Aumento da idade para se aposentar e passagem do sistema retributivo para o contributivo são algumas das medidas.



A Constituição italiana, em vigor desde 1948, diz em seus primeiros 12 artigos quais são os pilares da República. No 1°, que a Itália é “uma República democrática fundada no trabalho”. À república compete remover os obstáculos de ordem econômica e social que “impedem o pleno desenvolvimento da pessoa humana e a participação efetiva de todos os trabalhadores na organização política, econômica e social do país” (art. 3). Também é reconhecido aos cidadãos “o direito ao trabalho” e se promoverão “as condições que façam valer este direito” (art. 4).
Após a violenta crise econômica que, a partir de 2008, sacudiu a península italiana e o resto da Europa, esses Princípios Fundamentais tornaram-se ainda mais atrasados e praticamente vazios de conteúdo.
Atualmente, a dívida pública italiana ultrapassou os 3 bilhões de euros, isto é, mais de 125% do PIB (Produto Interno Bruto). Dos 60 milhões de italianos, apenas 23 milhões trabalham. Quatro milhões de pessoas não têm ocupação, o equivalente a 10% da população economicamente ativa, e outros quatro milhões têm um trabalho precário que não lhes garante renda durante o ano – sem mencionar a inexistência de direitos trabalhistas mínimos. Trinta e cinco por cento da população desocupada tem menos de 35 anos e, em sua maioria, mulheres.
Os dados publicados pela revista Altreconomia mostram um total de quase oito milhões de pessoas desempregadas ou com empregos precários, mal pagos e por tempo determinado. Além disso, durante o ano de 2012, calculou-se um total de um bilhão de horas de greve forçada, o que equivale a uma média de mil horas para um milhão de pessoas que receberam apenas 60% de seu salário.
Segundo o sociólogo e especialista em assuntos trabalhistas Luciano Gallino, o desemprego é “uma ferida profunda na autoestima de uma pessoa e o maior escândalo para uma sociedade”. De acordo com Roberto Giudici, coordenador da FIOM Milão (Federação de Empregados e Trabalhadores Metalúrgicos), “é uma crise muito extensa, que está afetando todos os setores da economia italiana, e que tem suas raízes no claro predomínio do capital financeiro sobre o capital produtivo, isto é, na 'financeirização' da economia”.

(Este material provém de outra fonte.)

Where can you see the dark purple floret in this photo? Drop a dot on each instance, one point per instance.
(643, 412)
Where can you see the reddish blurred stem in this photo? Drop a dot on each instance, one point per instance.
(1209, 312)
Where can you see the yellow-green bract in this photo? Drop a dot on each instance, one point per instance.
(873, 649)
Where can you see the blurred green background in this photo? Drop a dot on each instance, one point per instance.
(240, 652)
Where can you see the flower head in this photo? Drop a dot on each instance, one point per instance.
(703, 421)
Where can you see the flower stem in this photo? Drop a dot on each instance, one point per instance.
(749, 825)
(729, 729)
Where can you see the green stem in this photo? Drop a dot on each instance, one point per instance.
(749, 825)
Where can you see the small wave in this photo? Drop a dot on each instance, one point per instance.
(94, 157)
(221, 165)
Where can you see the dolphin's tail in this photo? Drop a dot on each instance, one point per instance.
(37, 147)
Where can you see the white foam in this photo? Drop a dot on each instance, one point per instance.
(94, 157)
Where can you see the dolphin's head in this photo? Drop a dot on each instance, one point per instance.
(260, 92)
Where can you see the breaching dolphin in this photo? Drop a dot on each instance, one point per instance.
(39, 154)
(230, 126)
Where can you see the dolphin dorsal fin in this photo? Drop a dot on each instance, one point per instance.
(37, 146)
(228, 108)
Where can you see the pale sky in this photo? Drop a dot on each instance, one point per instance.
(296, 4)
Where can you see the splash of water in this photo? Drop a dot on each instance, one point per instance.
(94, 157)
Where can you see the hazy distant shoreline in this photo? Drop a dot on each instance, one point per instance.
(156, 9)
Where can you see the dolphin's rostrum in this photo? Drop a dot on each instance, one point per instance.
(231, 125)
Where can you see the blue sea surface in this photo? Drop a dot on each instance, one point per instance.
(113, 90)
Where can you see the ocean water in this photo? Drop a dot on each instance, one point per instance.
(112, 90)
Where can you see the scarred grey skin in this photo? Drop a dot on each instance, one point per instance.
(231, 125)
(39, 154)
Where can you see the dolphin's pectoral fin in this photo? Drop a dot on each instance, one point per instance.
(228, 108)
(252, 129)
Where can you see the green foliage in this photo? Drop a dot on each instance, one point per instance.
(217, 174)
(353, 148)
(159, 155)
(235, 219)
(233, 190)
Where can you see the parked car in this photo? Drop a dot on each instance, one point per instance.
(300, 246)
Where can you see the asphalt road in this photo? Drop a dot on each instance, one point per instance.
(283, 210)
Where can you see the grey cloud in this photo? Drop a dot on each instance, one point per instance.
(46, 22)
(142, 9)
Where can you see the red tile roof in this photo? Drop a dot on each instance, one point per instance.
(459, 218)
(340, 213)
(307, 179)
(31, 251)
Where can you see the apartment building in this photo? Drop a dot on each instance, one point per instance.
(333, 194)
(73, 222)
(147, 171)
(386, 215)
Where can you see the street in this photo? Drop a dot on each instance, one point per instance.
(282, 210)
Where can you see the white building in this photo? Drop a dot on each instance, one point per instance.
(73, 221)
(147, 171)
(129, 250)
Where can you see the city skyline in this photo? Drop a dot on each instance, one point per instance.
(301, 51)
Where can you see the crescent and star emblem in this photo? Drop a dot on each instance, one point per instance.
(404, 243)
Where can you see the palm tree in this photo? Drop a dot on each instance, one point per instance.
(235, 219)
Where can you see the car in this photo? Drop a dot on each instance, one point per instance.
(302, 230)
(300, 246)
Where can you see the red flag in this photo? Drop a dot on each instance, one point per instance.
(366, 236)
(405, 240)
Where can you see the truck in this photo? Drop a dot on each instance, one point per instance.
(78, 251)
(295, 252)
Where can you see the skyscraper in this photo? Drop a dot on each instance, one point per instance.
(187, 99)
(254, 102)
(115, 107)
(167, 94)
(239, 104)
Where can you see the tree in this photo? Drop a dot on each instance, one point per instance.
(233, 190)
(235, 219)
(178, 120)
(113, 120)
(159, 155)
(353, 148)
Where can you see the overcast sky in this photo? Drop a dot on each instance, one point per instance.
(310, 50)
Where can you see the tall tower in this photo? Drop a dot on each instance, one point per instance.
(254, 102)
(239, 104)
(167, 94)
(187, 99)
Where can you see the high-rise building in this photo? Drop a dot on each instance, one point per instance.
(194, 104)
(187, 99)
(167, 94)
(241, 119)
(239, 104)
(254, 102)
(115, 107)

O resultado tem sido dramático e levou ao fechamento de grandes, médias e pequenas empresas, e ao aumento do desemprego e da precarização do trabalho, sobretudo entre os jovens. Além disso, tem demandado novos e mais profundos sacrifícios à maioria das famílias italianas. “Lamentavelmente, esses sacrifícios não estão servindo para reativar a economia, a produção e as inversões, mas para pagar as dívidas dos bancos”, afirmou Giudici.
Em menos de três anos (2008-2011), a dívida pública europeia aumentou 20% e a resposta tem sido o corte no estado de bem-estar social. Em 2012, o gasto social dos entes locais na Itália teve uma diminuição de até 13%, e os cortes se deram, sobretudo, na área dos serviços prestados à população mais desprotegida.
Além da diminuição dos recursos, o que mais preocupa as organizações que trabalham no setor dos serviços sociais é a crise de um desenho político baseado no trinômio direitos-welfare-serviços.
Para Dom Virginio Colmegna, sacerdote e diretor da Fundação Casa della Carità, o que é preciso enfrentar com firmeza é a injusta redistribuição de riqueza que há na Itália. “O risco é que se consolide a velha e nova pobreza em torno de respostas de caráter assistencial, sem atacar estruturalmente o profundo vulnus (lesão) que se criou como produto do vazio da política e o rechaço do capitalismo em redistribuir riqueza”, disse.
Explosão do sistema
Para Pietro Raitano, diretor da Altreconomia, não se trata simplesmente de uma crise que reflete um momento particular da história econômica do mundo, mas da explosão do próprio sistema. “Não apenas uma parte do planeta viveu e consumiu recursos além de suas possibilidades reais, mas o próprio sistema financeiro demonstrou todos seus limites e sua absurdez”. Neste novo século, estamos vendo Estados que emitem títulos para salvar os bancos, e “o peso desse novo endividamento é repassado à população por meio de cortes ao welfare e da perda de direitos”, continuou.
Em vez de investir em inovação tecnológica para aumentar o valor da produção, o grande capital nacional preferiu se concentrar na redução do custo da mão de obra, bem como na fragmentação e pulverização das empresas. É por isso que, entre os efeitos mais nefastos da crise, assinalou Giudici, não são apenas a fim da relação trabalhista ou a adoção de amortecedores sociais, mas acima de tudo “o ataque impiedoso aos direitos históricos da classe trabalhadora”.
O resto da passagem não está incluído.